COVID-19: 4000 PME du N.-B. menacées de fermeture

La pandémie de COVID-19 pourrait mener à la fermeture de plus de 4000 PME au Nouveau-Brunswick selon une étude menée par la Fédération canadienne de l’entreprise indépendante (FCEI).

Selon l’organisme, dans les scénarios les plus pessimistes, c’est une PME sur cinq à travers la province qui risque de fermer définitivement ses portes à cause de la COVID-19.

Le portrait le plus optimiste de la FCEI laisse croire que 1342 PME subiront le même sort, soit 6% de l’ensemble des PME du N.-B.

Pour évaluer la proportion de PME qui sont susceptibles de ne pas s’en sortir, la FCEI s’est appuyée sur les résultats d’un sondage mené auprès de ses membres du 26 juin au 2 juillet.

«Les entrepreneurs nous disent qu’ils sont en train de considérer fermer leurs portes, de déclarer faillite», affirme le directeur des affaires provinciales au Nouveau-Brunswick de la FCEI,  Louis-Philippe Gauthier.

«Nous avons reçu 28 000 appels depuis le début de la pandémie… C’est une période occupée durant laquelle nous veillons à appuyer nos membres.»

À l’échelle du pays, la FCEI estime qu’entre 55 000 et 218 000 PME risquent de mettre la clé sous la porte en raison de la COVID-19. Ces chiffres ne tiennent même pas compte des entreprises qui ont déjà cessé leurs activités.

Sans trop de surprise, les secteurs les plus vulnérables sont ceux des arts et des loisirs ainsi que de l’hébergement et de la restauration.

Plus du tiers des entreprises de ces secteurs au pays pourraient disparaître du paysage selon l’étude de la FCEI.

L’association qui se consacre à la défense des intérêts des PME à travers le pays reconnaît l’importance de l’aide aux entreprises apportée par les différents paliers de gouvernement, tout en affirmant qu’il y a lieu d’en faire un peu plus.

«Il y a des programmes comme l’Aide d’urgence du Canada pour le loyer commercial, mais ça ne fonctionne pas trop. On demande aux ministres des Finances provinciaux de travailler avec le gouvernement fédéral afin de reformuler le programme et de le rendre plus accessible aux entreprises», a affirmé Louis-Philippe Gauthier.

«Il y a des programmes en place au niveau fédéral, mais un manque de mesures du côté du gouvernement provincial pour venir en aide aux secteurs les plus durement touchés», ajoute M. Gauthier.

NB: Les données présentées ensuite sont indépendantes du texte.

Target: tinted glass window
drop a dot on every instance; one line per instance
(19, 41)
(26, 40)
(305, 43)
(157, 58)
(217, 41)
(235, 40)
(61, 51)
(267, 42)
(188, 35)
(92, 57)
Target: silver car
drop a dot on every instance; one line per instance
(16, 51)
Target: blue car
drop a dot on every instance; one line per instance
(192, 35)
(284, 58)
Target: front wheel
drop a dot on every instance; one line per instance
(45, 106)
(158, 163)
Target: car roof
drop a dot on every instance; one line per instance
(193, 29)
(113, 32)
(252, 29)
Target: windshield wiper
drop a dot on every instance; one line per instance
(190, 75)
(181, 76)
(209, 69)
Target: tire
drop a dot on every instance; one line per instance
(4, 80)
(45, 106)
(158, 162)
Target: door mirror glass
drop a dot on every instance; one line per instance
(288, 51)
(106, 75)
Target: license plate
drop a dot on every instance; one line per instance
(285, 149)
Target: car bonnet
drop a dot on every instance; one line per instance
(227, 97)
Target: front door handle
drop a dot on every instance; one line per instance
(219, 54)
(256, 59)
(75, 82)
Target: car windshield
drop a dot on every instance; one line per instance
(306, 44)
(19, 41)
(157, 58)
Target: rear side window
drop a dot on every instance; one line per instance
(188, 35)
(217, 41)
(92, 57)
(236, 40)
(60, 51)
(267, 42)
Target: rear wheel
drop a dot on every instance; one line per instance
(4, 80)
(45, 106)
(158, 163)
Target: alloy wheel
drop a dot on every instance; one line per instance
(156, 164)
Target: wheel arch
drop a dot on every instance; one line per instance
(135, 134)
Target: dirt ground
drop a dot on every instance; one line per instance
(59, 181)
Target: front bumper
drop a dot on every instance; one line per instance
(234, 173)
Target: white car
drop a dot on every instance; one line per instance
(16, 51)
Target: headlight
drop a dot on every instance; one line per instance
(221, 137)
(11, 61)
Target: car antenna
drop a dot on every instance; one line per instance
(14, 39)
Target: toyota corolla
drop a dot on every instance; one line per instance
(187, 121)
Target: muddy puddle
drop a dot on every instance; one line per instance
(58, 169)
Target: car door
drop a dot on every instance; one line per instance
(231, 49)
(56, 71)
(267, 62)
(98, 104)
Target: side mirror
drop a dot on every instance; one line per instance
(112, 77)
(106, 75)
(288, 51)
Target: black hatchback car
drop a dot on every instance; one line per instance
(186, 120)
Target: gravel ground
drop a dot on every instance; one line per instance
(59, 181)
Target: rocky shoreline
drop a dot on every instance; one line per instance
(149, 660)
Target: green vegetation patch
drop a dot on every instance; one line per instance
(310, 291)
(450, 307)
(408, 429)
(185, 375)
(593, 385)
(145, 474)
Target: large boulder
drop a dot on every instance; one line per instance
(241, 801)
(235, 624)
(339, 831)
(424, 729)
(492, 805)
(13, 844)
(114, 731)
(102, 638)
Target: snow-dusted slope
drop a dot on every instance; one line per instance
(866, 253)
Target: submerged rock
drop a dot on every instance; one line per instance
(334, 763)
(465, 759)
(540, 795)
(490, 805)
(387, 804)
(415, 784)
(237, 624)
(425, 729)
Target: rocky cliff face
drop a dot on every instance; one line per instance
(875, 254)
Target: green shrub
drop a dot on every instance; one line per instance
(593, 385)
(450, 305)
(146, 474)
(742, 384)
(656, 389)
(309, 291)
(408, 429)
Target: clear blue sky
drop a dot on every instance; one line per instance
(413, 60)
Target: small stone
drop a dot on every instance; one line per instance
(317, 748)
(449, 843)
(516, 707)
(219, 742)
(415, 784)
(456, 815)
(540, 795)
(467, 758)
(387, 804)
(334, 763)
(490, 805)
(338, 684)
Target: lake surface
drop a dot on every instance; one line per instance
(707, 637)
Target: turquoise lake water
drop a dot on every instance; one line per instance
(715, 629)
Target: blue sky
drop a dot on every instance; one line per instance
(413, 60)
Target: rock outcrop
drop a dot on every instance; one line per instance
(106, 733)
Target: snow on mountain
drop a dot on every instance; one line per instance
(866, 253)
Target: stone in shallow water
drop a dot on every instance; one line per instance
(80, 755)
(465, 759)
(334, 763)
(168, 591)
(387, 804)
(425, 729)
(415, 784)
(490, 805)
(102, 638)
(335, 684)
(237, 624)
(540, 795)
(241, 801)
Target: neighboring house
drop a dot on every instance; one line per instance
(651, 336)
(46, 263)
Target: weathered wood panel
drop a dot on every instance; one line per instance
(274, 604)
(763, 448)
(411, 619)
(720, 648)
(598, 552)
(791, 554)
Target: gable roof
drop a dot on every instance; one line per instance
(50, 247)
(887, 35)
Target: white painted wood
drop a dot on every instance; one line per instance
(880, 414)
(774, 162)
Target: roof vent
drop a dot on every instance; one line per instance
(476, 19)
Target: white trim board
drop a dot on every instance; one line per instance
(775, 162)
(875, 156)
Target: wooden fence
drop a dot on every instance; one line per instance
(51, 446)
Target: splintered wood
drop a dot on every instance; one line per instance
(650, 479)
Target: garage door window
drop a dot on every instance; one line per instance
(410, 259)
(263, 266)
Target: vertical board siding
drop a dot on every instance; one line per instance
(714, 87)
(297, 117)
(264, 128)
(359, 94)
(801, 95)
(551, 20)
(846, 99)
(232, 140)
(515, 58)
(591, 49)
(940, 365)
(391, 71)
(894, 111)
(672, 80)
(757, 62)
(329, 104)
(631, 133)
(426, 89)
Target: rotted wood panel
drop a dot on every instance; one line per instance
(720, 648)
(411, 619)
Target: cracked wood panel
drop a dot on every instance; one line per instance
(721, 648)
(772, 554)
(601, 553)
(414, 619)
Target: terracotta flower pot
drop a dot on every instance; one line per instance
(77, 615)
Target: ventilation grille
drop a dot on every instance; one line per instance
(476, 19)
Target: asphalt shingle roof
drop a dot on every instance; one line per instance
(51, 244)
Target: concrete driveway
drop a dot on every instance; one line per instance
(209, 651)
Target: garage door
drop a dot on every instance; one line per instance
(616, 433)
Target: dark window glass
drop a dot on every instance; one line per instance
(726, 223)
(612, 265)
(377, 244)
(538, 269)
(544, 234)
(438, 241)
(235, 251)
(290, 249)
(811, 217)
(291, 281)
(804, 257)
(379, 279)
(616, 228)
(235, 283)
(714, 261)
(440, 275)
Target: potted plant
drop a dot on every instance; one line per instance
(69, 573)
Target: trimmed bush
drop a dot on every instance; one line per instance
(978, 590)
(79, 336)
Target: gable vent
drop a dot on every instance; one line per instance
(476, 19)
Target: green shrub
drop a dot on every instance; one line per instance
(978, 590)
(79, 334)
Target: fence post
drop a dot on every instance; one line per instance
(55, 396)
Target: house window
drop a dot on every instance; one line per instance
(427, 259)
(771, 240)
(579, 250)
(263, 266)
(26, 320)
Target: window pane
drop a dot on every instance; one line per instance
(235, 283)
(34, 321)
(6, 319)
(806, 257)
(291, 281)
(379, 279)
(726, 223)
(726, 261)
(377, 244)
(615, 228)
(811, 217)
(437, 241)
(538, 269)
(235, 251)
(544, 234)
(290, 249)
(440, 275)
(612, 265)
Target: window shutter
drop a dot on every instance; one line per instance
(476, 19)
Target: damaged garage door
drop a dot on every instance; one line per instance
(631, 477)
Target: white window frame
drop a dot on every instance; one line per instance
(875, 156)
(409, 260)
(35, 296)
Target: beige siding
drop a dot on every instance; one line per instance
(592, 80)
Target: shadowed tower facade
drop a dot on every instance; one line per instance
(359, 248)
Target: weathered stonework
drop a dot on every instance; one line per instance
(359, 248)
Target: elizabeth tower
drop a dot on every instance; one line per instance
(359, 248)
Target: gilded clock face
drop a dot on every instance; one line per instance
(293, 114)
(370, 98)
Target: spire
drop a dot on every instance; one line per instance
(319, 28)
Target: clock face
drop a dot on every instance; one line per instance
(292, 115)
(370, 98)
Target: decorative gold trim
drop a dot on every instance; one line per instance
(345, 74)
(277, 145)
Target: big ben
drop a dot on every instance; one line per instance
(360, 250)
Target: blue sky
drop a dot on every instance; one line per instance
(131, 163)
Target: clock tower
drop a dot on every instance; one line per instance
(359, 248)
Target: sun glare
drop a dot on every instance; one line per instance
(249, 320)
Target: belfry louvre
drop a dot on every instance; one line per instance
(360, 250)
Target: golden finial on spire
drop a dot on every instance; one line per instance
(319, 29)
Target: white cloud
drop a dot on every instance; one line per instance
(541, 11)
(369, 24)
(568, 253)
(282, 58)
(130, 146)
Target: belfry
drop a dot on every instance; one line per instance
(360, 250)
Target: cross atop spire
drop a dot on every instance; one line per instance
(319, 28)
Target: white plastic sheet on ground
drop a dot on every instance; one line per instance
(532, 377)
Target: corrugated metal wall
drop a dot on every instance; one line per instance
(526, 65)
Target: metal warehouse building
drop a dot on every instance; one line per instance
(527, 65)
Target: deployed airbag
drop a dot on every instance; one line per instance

Le Conseil économique du Nouveau-Brunswick (CÉNB) dit pour sa part vouloir rallier des partenaires issus des municipalités, des chambres de commerce, du secteur du développement économique et des premières nations afin de former une coalition qui aidera à une relance de l’économie.

«Les chiffres du nombre de fermetures de PME suggérées par la FCEI dans leur étude ne m’étonnent pas tellement, même si je souhaite que ceux-ci ne soient pas exacts. C’est encore un peu tôt pour prédire ce qui va arriver…», a indiqué Gaëtan Thomas, le nouveau PDG du CÉNB.

«C’est un défi de trouver des solutions visant à stimuler l’économie et à éviter un nombre si élevé de faillite au cours des 12 ou des 18 prochains mois», a souligné l’ancien dirigeant d’Énergie NB.

L’organisme qui représente la communauté d’affaires francophone au Nouveau-Brunswick dit souhaiter la mise en place de mesures visant à appuyer les entreprises.

«Plusieurs d’entre elles, en particulier les plus petites entreprises, n’ont pas la capacité d’absorber des pertes financières pendant une longue durée», estime Gaëtan Thomas.

«Les faits sont là. Il faut simplement les mettre sur la table et prioriser les objectifs afin d’avoir une voix plus forte à Fredericton.»